Fermi surface change detected at B$_0^*$ around 30 T

Identification of two distinct classes of QCPs in CeRhIn$_5$

Evidence of localized to itinerant electron transition

Abstract

Conventional, thermally-driven continuous phase transitions are described by universal critical behaviour that is independent of the specific microscopic details of a material. However, many current studies focus on materials that exhibit quantum-driven continuous phase transitions (quantum critical points, or QCPs) at absolute zero temperature. The classification of such QCPs and the question of whether they show universal behaviour remain open issues. Here we report measurements of heat capacity and de Haas-van Alphen (dHvA) oscillations at low temperatures across a field-induced antiferromagnetic QCP (B$_{c0}\simeq$ 50 T) in the heavy-fermion metal CeRhIn$_5$. A sharp, magnetic-field-induced change in Fermi surface is detected both in the dHvA effect and Hall resistivity at B$_0^*\simeq$ 30 T, well inside the antiferromagnetic phase.
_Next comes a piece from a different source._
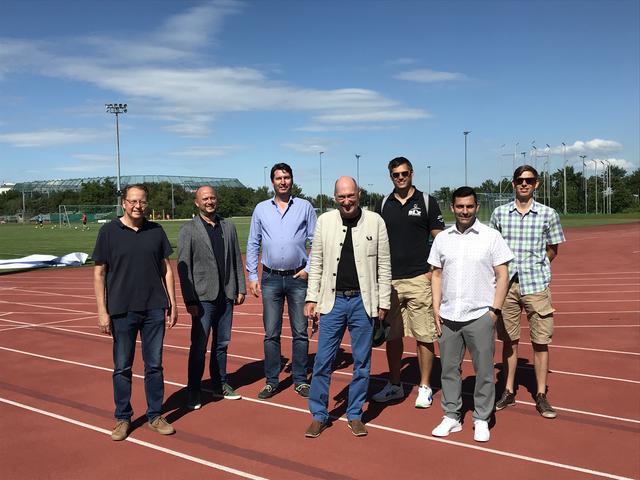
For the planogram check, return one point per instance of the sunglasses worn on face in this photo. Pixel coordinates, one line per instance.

Comparisons with band-structure calculations and properties of isostructural CeCoIn$_5$ suggest that the Fermi-surface change at B$_0^*$ is associated with a localized to itinerant transition of the Ce-4f electrons in CeRhIn$_5$. Taken in conjunction with pressure data, our results demonstrate that at least two distinct classes of QCP are observable in CeRhIn$_5$, a significant step towards the derivation of a universal phase diagram for QCPs.